Bugünün Türkiye’sinde İslam adına hareket ettiklerini ileri süren bir sürü cemaat,tarikat,dernek,ve vakıf kurulmuştur.Bunların kaç tanesi kendi içinde bir bütünlük arz ediyor acaba?Ortak noktaları İslam olmasına rağmen ,nasılda bu kadar farklı düşünebiliyor, yada bir birlerine aleyhtar olabiliyorlar?Mesela en basitinden söyleyecek olursak ;her ramaz ayında farklı inanç grupları ,her ne kadar sembolikte olsa , ortak iftar yapabiliyorlar iken,yukarıda saydığım İslami fraksiyonların ortak bir iftar yaptıklarına şahit olanınız var mıdır?Kusura bakmasınlar ancak kendi adıma şahit olmuş değilim.

Ortak  hedefleri bir olan ve İslam dini gibi mükkemel  bir dinin ,yeryüzünde hakim olması ve insanların kalbine islamın girmesine vesile olamaya çalışan , bunun mükafatını yüce ALLAH’tan dileyen bu cemaat,tarikat,vakıf,dernekler  neden bir olamıyorlar?Neden  bir birlerine bazende en büyük hakaretlerde , ithamlarda bulunuyorlar?İslam dininin referansları bu kadar açık ve net iken ,bu görüş farklılıkları nerden kaynaklanmaktadır dersiniz?Kendi adıma anlamış değilim….
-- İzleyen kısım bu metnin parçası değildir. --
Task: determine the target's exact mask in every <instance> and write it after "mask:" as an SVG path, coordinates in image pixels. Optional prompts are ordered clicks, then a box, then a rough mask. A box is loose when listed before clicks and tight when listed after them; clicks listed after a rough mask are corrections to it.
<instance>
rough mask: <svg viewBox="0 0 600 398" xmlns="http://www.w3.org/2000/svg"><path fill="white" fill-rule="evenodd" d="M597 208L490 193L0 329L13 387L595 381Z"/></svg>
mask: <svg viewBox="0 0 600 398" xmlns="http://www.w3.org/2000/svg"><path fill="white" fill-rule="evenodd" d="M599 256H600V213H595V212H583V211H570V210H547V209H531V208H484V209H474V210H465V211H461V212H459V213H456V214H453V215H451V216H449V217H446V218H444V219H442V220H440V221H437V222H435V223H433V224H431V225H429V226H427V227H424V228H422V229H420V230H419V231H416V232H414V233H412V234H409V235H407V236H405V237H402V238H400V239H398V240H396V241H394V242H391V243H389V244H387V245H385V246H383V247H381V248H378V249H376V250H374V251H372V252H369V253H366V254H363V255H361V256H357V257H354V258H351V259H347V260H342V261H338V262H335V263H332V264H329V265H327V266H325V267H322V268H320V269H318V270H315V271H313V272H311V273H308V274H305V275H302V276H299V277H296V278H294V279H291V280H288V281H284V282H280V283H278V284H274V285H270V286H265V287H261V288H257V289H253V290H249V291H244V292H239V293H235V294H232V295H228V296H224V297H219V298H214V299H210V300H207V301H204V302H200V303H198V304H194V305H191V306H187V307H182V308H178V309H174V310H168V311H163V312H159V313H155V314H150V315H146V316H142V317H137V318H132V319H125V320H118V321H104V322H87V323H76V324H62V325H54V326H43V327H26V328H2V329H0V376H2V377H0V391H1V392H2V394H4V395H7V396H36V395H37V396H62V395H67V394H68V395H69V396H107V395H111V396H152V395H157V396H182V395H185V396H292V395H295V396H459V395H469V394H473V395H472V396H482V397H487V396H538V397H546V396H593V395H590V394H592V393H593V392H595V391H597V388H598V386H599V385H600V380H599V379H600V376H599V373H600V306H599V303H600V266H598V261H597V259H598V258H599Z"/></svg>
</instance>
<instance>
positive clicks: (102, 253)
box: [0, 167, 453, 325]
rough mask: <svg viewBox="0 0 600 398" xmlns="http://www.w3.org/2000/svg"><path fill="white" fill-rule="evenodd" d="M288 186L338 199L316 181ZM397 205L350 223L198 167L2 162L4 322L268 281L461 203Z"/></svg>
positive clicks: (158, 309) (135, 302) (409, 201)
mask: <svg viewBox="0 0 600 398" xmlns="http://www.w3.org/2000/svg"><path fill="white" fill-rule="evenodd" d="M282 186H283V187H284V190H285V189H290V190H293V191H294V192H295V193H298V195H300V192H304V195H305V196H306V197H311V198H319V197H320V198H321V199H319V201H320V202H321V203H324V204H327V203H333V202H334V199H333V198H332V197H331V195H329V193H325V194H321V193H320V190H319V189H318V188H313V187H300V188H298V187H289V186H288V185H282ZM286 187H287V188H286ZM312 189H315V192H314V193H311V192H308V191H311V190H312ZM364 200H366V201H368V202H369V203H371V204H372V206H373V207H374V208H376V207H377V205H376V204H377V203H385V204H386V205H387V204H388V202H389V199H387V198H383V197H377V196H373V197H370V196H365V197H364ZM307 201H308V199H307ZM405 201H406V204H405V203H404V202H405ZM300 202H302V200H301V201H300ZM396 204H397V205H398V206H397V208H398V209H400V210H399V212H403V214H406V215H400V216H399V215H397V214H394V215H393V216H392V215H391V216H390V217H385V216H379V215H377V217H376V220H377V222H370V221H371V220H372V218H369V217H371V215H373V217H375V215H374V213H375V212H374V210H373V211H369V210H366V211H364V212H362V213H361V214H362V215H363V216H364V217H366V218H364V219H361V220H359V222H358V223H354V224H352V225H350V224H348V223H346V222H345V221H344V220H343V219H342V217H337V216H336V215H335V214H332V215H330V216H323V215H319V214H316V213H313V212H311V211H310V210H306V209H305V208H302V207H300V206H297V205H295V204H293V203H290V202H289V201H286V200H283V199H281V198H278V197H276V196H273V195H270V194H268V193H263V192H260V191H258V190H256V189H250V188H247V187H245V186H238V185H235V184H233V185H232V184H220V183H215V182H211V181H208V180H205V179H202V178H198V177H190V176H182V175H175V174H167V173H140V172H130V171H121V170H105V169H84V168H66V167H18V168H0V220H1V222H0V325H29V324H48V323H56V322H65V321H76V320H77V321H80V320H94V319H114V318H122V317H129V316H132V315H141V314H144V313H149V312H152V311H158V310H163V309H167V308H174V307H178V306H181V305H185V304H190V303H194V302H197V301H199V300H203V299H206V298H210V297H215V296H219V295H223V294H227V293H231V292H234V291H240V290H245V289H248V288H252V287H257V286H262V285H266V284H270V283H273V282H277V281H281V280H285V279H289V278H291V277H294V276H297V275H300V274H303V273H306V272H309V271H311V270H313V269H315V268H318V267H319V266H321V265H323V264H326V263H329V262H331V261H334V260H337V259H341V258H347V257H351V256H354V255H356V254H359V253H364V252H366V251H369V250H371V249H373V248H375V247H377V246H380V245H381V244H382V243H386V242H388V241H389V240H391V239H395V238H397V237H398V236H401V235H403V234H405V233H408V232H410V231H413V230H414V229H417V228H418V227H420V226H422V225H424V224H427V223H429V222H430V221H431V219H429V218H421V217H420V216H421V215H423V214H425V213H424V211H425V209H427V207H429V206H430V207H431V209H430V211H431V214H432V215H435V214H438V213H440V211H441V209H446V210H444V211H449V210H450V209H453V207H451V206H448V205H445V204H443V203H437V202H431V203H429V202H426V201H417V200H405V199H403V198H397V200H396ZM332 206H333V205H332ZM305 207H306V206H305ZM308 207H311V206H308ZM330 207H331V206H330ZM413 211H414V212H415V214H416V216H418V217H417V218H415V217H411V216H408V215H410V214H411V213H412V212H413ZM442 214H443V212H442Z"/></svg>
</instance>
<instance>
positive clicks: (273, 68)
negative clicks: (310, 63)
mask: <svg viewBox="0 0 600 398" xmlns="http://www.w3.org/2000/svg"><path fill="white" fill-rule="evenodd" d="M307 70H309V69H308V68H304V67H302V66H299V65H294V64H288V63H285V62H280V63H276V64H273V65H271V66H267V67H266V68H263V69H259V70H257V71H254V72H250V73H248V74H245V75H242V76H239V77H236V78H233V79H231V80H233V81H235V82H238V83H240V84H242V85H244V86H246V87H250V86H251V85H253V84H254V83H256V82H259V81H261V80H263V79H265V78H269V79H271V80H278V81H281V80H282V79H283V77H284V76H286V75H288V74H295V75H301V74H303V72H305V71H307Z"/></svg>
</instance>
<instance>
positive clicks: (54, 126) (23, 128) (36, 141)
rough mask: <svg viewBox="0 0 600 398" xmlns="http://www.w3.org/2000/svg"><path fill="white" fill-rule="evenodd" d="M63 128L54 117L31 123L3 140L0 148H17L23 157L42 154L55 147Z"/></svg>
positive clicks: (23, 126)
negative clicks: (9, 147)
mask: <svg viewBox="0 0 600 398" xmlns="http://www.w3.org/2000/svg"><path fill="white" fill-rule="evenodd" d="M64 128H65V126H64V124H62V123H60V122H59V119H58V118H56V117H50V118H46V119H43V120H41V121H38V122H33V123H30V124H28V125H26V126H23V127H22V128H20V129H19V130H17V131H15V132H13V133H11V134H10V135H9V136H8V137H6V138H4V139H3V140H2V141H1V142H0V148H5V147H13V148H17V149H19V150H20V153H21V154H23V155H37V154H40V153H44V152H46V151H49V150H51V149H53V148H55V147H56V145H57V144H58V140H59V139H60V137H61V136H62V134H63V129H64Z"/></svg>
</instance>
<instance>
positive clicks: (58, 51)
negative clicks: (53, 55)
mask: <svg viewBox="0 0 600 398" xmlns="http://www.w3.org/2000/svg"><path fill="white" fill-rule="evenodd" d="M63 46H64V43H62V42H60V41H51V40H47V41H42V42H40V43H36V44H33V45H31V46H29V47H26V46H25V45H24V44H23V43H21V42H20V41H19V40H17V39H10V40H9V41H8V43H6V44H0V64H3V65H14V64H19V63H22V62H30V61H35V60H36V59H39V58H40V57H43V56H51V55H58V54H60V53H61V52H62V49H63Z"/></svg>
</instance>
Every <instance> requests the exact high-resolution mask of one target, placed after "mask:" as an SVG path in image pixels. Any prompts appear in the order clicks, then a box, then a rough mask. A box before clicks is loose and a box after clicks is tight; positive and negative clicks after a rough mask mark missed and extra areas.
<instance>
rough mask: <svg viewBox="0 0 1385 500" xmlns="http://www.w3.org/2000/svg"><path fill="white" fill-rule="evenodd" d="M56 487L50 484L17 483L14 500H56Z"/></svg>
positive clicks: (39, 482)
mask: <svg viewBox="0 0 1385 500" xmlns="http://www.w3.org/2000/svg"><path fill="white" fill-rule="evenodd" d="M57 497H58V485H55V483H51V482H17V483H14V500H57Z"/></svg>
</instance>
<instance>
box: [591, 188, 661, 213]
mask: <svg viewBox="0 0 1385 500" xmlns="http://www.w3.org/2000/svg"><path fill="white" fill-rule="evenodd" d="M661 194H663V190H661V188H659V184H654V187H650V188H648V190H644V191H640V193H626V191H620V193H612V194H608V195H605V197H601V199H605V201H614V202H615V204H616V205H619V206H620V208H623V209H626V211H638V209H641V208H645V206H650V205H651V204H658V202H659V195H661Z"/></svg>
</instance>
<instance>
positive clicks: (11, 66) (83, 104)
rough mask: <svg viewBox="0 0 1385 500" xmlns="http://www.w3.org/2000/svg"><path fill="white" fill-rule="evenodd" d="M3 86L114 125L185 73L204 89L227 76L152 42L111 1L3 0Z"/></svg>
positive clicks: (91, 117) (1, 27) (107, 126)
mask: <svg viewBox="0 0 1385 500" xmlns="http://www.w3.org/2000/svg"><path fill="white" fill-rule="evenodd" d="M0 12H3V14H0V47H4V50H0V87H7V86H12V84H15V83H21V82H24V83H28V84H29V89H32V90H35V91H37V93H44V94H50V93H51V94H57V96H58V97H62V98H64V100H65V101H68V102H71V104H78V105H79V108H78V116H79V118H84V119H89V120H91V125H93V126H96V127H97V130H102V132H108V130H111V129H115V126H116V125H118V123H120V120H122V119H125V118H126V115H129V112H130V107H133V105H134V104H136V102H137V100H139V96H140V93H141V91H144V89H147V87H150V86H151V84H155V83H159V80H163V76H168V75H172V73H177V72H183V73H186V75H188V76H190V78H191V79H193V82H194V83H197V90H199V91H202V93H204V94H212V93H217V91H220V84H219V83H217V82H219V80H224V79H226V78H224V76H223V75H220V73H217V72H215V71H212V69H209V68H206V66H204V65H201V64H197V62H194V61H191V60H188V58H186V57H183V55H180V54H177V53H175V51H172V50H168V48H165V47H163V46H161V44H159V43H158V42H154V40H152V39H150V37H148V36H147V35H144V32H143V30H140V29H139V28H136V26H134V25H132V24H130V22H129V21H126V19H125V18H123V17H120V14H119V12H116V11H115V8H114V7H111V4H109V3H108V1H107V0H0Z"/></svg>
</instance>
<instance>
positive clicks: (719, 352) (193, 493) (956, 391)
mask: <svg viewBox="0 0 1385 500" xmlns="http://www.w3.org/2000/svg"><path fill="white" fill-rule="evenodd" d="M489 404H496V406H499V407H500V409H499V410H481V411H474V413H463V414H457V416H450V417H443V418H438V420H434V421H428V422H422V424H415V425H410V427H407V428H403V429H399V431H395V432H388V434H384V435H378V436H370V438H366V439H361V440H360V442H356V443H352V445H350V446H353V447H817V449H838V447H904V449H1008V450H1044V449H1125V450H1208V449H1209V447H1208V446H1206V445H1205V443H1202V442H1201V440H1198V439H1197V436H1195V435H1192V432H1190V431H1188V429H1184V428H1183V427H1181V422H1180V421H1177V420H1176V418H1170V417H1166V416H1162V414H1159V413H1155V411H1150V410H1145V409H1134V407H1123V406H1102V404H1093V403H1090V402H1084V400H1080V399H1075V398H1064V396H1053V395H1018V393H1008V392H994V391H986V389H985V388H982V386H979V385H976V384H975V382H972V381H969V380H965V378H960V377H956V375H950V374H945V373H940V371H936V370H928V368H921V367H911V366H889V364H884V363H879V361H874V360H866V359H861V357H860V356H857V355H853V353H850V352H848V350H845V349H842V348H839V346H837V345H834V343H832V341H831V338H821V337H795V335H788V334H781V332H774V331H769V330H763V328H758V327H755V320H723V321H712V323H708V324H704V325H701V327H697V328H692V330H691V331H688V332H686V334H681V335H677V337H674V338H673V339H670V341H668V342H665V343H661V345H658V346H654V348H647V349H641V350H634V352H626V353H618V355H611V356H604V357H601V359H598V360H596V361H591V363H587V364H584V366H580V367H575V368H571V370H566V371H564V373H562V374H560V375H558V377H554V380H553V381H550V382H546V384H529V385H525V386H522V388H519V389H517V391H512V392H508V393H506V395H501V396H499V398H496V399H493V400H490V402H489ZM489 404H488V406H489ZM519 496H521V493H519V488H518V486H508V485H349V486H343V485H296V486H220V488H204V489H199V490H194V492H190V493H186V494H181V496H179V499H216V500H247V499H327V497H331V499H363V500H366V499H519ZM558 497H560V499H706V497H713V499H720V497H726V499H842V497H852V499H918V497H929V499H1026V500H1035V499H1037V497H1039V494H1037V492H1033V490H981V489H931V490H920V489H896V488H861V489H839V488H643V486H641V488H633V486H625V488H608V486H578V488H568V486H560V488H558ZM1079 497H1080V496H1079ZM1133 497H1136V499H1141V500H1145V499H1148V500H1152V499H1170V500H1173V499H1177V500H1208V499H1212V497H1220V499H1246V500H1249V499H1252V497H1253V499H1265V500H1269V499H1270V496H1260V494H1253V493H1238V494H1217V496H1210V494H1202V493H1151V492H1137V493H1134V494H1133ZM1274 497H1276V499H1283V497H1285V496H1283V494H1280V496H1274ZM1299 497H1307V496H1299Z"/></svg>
Aynı durum sol ideolojiye sahip olanlar içinde geçerlidir.Örneğin ,Türkiye’de çok farklı sol ideoloji fraksiyonları mevcuttur.Bunlardan bazıları daha çok demokrasi ,özgürlük,emek derken bazılarıda daha çok milliyetçi,ulusalcı diyebileceğimiz görüşe sahiptirler.Bunları  dikkatlice takip ettiğinizde bunların arasında da çok büyük uçurumların olduğu ve her seferinde bir birlerinin açıklarını  ifşa etmeye çalıştıkları görülecektir.

Aynı şekilde bu durum, Türk ve Kürt milliyetçisi partiler içinde geçerlidir.Milli değerler adına bir çok insan, şahsi çıkarlarını öne çıkarmakta ve gariban kimsesiz insanların duyguları üzerinde yükselerek maddi çıkar sağlama derdine düşmektedirler.

Kim hangi inanış ve ideolojiye sahip olursa olsun hiç önemli değildir.Önemli olan tek şey,kendini bir fikre ve ideolijiye mensubiyet  bağı ile bağlı his edenlerin ,inandıkları değerlere ne kadar sadık kaldıkları ve kendileri ile ne kadar samimi oldukları meselesidir.Yani ,sahip oldukları dünya görüşünün fikri namusuna ne kadar bağlı oldukları önemlidir.

Her ne kadar bize aykırı gelse bile önemli olan şey, insanın inandığı değerler ile samimi olması veya olabilmesi ve bu değerler üzerinden  mevki makam,maddi kazanç kapısı yapmaması ve kimseyi kandırmamasıdır.Yoksa, inandığı değerlerin fikri namusuna sahip çıkmamış ve ihanet etmiş biri olarak  anılacaktır.